Oscar Pistorius: 'I'm going through a tough time'
Oscar Pistorius has said said he is going through "a tough time" in a rare comment after the prosecution closed its case against the double-amputee runner for the killing of his girlfriend.
Pistorius is likely to open the defence case at the end of the week, lawyer Brian Webber said, adding that there is no specific requirement for him to give evidence first but it is normal practice.
"I don't think we have a choice, it's a question of when," Mr Webber said of Pistorius's evidence, which legal experts describe as critical because the judge will have a chance to assess first hand whether he is a credible witness.
Judge Thokozile Masipa will deliver a ruling in the case with the help of two assessors. There is no jury system in South Africa.
After the prosecution closed its case, defence lawyer Barry Roux asked for time to consult some of the 107 state witnesses who had not given evidence in the case against Pistorius, who is accused of the premeditated murder of Reeva Steenkamp, who he shot through the closed door of a toilet cubicle last year.
Judge Masipa adjourned the trial until Friday so Mr Roux could prepare his arguments that Pistorius, 27, killed the 29-year-old model by accident, thinking she was an intruder in his home.
Pistorius has sometimes reacted emotionally during the prosecution's case, shedding tears this week during evidence of text messages he and Steenkamp exchanged in the weeks before he killed her in the early hours of February 14 last year.
In earlier evidence, he retched and vomited at a pathologist's descriptions of Steenkamp's gunshot wounds. At other times, he has appeared calm, taking notes during testimony and conferring with his lawyers during breaks.
The Olympian once basked in global publicity stemming from his achievements on the track and but became an almost silent, somewhat cryptic figure after he killed Steenkamp, his account only outlined in legal statements that were carefully tailored by his legal team.

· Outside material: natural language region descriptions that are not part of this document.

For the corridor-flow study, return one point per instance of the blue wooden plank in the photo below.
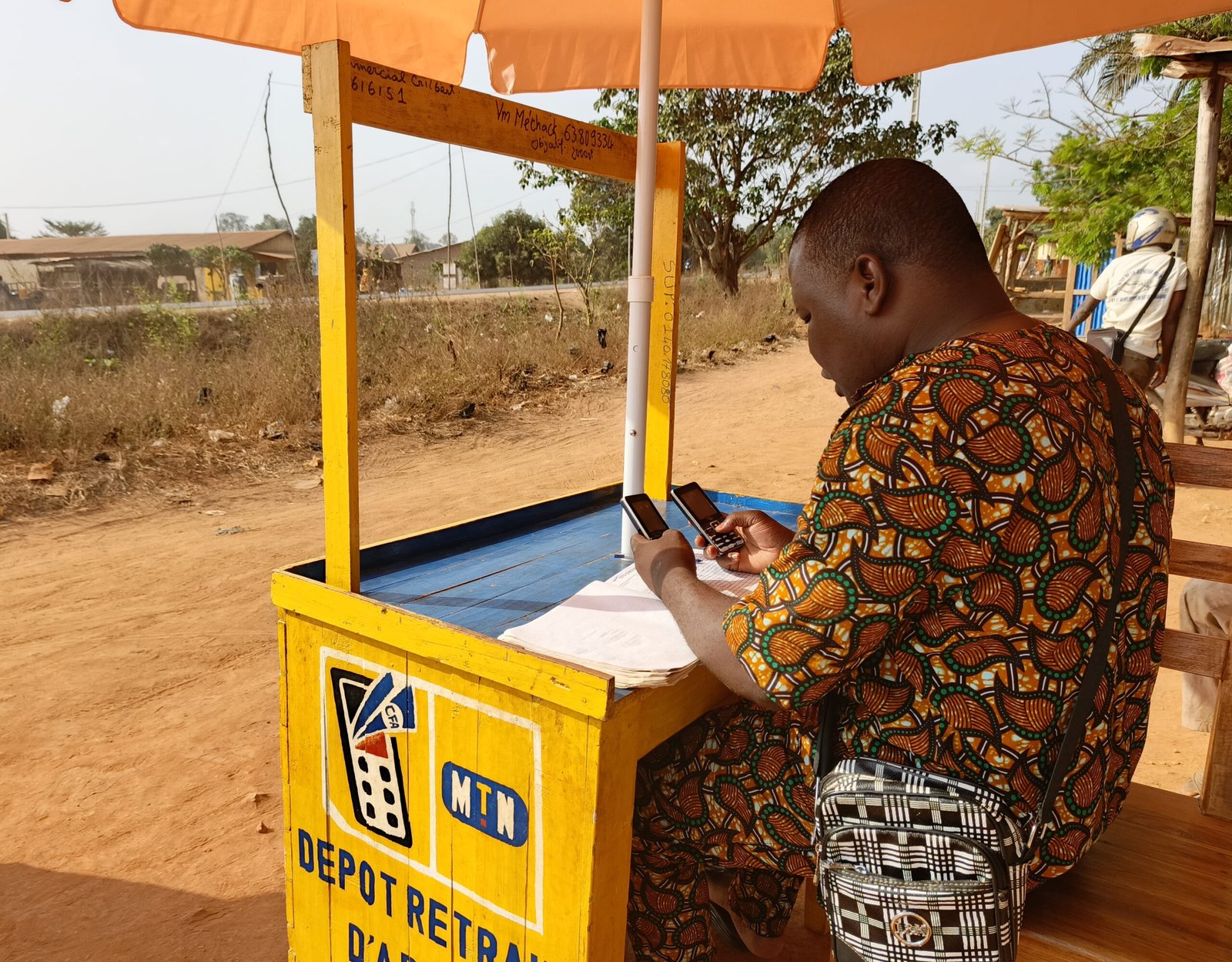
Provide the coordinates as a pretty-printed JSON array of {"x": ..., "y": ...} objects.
[
  {"x": 527, "y": 562},
  {"x": 441, "y": 571},
  {"x": 519, "y": 604},
  {"x": 400, "y": 553},
  {"x": 519, "y": 559}
]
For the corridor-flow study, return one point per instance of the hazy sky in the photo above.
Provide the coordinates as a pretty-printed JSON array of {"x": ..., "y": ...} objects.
[{"x": 145, "y": 132}]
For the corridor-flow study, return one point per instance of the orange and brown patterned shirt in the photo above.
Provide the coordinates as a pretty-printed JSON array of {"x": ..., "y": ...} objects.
[{"x": 948, "y": 575}]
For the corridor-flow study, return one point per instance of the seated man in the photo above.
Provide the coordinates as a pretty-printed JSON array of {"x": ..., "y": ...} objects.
[
  {"x": 1127, "y": 281},
  {"x": 942, "y": 582}
]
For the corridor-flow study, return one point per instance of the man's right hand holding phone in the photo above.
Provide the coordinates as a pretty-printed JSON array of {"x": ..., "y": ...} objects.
[{"x": 764, "y": 538}]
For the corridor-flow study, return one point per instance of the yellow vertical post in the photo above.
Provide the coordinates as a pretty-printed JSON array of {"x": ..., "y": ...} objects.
[
  {"x": 669, "y": 209},
  {"x": 328, "y": 68}
]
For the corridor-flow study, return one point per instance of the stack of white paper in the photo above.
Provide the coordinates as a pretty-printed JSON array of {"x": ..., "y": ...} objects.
[
  {"x": 621, "y": 628},
  {"x": 628, "y": 635}
]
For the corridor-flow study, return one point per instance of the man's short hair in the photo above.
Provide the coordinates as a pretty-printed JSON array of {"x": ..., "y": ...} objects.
[{"x": 899, "y": 209}]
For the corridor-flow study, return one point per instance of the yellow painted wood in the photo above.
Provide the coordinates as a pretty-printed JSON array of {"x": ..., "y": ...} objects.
[
  {"x": 492, "y": 721},
  {"x": 330, "y": 96},
  {"x": 283, "y": 756},
  {"x": 610, "y": 775},
  {"x": 396, "y": 100},
  {"x": 462, "y": 522},
  {"x": 669, "y": 207},
  {"x": 568, "y": 686},
  {"x": 537, "y": 896},
  {"x": 302, "y": 808}
]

Today he made brief comments to reporters after the court adjourned: "It's a tough time. We've got a lot ahead of us."
Earlier, Mr Roux sought to show that Pistorius had a loving relationship with the girlfriend he killed, referring to telephone messages in which they exchanged warm compliments and said they missed each other.
The evidence contrasted with several messages read in court a day earlier in which Pistorius and Steenkamp argued in the weeks before he shot her, part of the prosecution's effort to bolster its case that the athlete killed his girlfriend after an argument. In those messages, Steenkamp told the runner that she was sometimes scared by his behaviour, which included jealous outbursts in front of other people.
Mr Roux said the tense messages amounted to a tiny fraction of roughly 1,700 that police Captain Francois Moller, a mobile phone expert, extracted from the mobile devices of the couple. Mr Roux noted a January 19 exchange in which Steenkamp sent Pistorius a photo of herself in a hoodie and making a kissing face, followed by the message: "You like it?"
"I love it," Pistorius said, according to the message.
"So warm," Steenkamp responded.
Mr Roux was also granted permission to show CCTV video which showed Pistorius and Steenkamp kissing in a convenience store.
Chief prosecutor Gerrie Nel questioned the relevance of showing the shop video, saying he could ask for a courtroom viewing of another video that shows Pistorius at a gun range, firing a shotgun and using a pistol to shoot a watermelon, which bursts on impact.
Mr Nel also said that many messages of affection between the couple were brief, in contrast to the texted arguments, which were far longer and dwelled on their relationship in greater depth.